Profitability is a concern for all stakeholders in the soybean production and processing chain, and it's influenced by more than just yield: Oil and protein levels also affect profits. Geographic differences in soybeans have economic implications for grain elevators, but these are typically masked by random errors in the receiving and analysis process.
In research published in Applied Engineering in Agriculture, a team from Iowa State University sought to better understand the geographic variations and to address the problem of random errors. Their work will facilitate the marketing of soybeans based on oil and protein levels, and thus improve profitability.
Maximizing Processing Value with Selective Handling Strategies: An Analysis of Soybeans Received at Iowa Elevators
Bennett E. Barr, Charles R. Hurburgh, Gretchen A. Mosher
Published in Applied Engineering in Agriculture 37(4): 583-594 (doi: 10.13031/aea.14534)

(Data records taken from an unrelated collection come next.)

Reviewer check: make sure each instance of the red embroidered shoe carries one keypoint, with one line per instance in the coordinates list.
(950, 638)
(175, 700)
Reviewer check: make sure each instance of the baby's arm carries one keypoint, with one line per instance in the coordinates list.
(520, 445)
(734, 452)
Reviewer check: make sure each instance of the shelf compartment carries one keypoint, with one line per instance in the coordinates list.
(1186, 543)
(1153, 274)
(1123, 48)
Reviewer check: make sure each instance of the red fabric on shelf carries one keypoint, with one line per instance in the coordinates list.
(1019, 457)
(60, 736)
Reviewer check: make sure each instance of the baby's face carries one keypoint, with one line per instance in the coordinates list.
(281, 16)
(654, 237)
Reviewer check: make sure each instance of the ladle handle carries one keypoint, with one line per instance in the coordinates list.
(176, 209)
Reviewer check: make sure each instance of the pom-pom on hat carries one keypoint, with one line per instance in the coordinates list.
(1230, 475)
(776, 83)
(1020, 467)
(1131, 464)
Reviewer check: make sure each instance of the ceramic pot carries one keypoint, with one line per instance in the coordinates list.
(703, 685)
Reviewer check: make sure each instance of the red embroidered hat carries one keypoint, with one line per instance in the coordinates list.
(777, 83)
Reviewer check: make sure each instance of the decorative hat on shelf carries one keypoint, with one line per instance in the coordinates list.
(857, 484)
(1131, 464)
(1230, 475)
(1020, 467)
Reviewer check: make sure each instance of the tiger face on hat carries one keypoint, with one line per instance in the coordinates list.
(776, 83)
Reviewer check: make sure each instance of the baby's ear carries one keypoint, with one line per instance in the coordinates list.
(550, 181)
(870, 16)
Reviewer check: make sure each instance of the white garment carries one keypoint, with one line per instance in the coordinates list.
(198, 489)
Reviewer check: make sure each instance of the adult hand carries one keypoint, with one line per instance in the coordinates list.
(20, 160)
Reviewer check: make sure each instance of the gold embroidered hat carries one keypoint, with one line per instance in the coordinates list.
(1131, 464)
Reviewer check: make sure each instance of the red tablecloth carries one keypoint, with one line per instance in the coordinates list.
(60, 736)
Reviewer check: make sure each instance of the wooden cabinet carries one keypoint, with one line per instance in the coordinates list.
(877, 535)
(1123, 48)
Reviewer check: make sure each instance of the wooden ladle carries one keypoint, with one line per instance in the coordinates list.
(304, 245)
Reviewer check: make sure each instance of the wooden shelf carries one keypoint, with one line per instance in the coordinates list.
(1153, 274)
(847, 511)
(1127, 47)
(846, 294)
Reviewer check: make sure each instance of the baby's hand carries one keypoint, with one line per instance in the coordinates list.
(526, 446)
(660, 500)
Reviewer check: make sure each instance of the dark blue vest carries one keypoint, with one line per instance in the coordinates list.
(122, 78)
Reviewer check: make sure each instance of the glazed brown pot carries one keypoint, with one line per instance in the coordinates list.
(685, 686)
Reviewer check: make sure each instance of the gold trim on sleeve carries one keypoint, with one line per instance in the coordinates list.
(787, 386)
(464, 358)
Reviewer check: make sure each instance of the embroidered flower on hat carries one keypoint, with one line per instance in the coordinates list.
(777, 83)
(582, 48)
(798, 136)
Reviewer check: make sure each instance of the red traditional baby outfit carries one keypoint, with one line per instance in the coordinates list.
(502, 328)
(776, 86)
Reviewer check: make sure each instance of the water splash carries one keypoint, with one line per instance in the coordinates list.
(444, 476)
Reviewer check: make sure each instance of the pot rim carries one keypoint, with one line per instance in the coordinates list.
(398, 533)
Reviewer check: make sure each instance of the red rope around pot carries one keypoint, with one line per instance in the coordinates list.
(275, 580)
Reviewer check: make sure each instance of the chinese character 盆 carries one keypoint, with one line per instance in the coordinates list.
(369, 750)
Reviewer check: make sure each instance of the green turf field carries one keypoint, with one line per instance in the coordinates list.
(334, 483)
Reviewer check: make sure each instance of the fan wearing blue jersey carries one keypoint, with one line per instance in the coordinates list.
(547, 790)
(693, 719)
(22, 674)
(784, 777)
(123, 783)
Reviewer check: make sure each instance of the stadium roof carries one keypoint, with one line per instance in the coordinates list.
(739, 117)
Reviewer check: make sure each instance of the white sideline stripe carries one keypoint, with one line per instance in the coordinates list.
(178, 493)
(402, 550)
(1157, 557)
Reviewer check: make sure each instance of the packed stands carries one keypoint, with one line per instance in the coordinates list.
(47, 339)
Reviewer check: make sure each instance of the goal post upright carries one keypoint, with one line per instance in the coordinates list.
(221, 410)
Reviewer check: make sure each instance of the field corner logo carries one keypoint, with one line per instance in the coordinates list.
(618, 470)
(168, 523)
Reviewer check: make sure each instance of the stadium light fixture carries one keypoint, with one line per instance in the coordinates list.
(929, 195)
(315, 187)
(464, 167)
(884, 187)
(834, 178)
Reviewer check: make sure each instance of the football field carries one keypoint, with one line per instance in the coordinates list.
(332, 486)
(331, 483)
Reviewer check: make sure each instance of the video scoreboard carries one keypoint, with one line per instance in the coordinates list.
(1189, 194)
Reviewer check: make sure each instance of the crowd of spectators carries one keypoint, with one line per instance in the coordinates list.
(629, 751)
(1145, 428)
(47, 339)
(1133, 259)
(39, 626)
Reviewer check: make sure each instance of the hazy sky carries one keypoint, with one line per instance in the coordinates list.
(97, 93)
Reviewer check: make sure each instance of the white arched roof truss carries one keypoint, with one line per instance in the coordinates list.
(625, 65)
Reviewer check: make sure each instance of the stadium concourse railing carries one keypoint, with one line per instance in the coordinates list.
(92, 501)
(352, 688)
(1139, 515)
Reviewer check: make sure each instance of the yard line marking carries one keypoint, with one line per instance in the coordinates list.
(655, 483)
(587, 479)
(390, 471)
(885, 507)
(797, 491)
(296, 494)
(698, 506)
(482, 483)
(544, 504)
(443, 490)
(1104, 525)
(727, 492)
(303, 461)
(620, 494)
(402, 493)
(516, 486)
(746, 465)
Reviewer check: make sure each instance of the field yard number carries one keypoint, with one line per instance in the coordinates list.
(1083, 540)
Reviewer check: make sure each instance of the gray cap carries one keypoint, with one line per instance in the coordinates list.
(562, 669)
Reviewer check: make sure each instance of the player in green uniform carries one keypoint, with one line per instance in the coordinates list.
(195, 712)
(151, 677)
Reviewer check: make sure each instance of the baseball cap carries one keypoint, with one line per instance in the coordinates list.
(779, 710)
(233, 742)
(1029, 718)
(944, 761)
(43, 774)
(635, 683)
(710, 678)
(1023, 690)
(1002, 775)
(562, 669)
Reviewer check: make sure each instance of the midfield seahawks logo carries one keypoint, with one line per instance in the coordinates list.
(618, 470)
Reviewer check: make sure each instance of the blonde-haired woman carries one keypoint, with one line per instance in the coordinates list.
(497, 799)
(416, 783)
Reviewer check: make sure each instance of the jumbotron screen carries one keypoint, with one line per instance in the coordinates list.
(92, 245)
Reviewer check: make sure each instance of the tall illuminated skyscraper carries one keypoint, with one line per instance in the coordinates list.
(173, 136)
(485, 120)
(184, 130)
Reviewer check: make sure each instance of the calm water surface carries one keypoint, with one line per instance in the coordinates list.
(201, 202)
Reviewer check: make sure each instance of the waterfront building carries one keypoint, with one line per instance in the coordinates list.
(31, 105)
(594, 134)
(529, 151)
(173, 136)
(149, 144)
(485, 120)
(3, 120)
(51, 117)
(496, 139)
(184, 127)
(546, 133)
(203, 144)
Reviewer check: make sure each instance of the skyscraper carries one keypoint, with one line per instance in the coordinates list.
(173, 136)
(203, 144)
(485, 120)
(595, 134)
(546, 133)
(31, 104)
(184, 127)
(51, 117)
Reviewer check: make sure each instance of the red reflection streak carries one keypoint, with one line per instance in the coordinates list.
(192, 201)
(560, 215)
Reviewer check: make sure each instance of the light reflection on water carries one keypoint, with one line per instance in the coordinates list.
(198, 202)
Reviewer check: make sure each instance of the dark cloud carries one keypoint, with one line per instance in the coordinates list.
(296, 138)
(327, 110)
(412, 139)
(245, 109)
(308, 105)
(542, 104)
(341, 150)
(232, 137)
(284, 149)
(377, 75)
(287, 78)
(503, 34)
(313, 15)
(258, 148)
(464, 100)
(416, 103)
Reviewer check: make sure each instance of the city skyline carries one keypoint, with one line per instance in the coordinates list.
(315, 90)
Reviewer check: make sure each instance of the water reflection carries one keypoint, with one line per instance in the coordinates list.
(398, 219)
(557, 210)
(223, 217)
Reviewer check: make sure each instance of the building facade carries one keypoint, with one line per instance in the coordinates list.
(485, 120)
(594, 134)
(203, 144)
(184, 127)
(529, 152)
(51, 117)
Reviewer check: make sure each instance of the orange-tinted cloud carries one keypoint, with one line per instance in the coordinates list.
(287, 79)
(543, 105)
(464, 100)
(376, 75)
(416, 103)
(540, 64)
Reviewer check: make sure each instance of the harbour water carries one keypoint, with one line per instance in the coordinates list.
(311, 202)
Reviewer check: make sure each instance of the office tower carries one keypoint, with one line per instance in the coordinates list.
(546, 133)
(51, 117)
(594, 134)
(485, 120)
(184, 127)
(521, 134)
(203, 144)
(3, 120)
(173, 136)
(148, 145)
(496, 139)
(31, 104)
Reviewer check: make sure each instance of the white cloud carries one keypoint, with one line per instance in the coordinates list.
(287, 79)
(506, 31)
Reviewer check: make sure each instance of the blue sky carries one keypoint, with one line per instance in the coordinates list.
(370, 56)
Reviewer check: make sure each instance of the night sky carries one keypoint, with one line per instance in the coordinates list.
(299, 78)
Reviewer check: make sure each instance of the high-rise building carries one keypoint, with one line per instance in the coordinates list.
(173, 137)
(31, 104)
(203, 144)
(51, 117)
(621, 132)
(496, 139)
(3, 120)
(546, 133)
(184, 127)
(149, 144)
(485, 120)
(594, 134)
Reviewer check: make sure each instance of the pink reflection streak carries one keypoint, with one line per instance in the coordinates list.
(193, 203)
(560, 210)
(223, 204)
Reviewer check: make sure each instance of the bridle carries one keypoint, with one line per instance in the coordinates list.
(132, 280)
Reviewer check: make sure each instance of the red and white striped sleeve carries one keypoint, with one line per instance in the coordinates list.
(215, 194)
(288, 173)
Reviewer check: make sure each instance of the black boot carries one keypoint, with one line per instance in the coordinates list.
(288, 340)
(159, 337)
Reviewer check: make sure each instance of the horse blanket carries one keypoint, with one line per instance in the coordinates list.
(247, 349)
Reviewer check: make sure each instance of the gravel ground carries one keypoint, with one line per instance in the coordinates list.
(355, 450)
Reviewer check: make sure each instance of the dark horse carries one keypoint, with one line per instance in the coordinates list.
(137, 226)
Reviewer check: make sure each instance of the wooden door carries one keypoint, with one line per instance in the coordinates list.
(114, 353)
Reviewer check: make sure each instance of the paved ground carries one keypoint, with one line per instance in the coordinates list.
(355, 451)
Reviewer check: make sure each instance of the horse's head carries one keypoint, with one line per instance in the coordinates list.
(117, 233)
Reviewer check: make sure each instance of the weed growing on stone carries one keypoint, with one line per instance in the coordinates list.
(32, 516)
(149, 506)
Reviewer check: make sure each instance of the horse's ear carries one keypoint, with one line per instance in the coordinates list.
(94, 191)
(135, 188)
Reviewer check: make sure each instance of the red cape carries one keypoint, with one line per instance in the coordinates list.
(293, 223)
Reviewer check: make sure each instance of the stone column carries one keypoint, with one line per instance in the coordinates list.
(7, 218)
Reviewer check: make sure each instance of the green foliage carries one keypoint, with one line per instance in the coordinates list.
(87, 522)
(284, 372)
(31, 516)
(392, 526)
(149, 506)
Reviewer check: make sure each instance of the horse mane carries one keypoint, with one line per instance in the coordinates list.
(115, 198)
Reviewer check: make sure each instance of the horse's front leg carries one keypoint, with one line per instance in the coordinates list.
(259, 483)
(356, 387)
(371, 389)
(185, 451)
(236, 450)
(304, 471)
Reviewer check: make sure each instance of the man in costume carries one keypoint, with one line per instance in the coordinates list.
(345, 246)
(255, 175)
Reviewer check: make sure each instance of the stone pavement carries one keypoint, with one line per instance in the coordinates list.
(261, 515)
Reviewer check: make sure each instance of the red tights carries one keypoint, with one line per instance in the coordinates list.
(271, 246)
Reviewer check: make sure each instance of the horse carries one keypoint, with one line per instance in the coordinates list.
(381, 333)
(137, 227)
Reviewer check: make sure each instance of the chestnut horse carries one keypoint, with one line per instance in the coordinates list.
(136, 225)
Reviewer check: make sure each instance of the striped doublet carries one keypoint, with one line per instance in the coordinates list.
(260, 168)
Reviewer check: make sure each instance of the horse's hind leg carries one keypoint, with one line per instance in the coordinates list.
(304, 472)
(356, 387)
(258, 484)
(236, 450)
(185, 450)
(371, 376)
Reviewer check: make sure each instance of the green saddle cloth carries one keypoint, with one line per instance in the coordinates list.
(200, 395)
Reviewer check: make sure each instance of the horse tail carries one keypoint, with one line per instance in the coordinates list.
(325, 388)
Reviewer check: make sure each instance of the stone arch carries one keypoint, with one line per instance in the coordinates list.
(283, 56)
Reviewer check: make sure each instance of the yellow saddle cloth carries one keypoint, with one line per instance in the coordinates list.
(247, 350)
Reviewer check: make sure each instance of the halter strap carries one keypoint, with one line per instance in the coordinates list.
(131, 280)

Copyright 2021 American Society of Agricultural and Biological Engineers
Abstract: A better ability to understand and use geographic variations in protein and oil is one way to maximize the value potential of soybeans for handlers and processors. An Iowa cooperative had been sourcing soybeans for processing from nearby elevator locations and wanted to know whether this strategy was maximizing the net processing value of the soybeans. Random and systematic errors from testing and measurement instruments also impact marketing decisions and were investigated as part of this project. During the Fall 2018 soybean harvest, soybean samples were collected from 32 country elevator locations belonging to one Iowa-based cooperative which has its own soybean processing plant. Samples were analyzed using near-infrared spectroscopy (NIR), and protein and oil content data were entered into an Estimated Processing Value (EPV) model to determine value differences of soybeans among elevator locations. Results showed substantial variability among locations that represented a $0.23/bushel EPV spread. No significant variation was found in soybean quality over the harvest season, suggesting that marketing decisions can be made at the beginning of the season.
To determine the incidence of random errors, a simulated Excel-based model was used with three test cases. The introduction of random error lowered value gaps between locations, which made the discrimination of high-value locations from average or low-value locations difficult. Although protein and oil measurement with the NIR instrument was feasible even on busy harvest season days, the validity of marketing decisions using these data depended highly on the error involved in sample analysis. Future studies should identify specific sources of error and attempt to eliminate them. Specifically, one of the largest sources of error in a commodity-based market system is in the measuring units. The ability to isolate and quantify measurement error will improve the capability of the commodity-based soybean market system to focus trade decisions on end use traits, maximizing soybean value and providing incentive for improvement.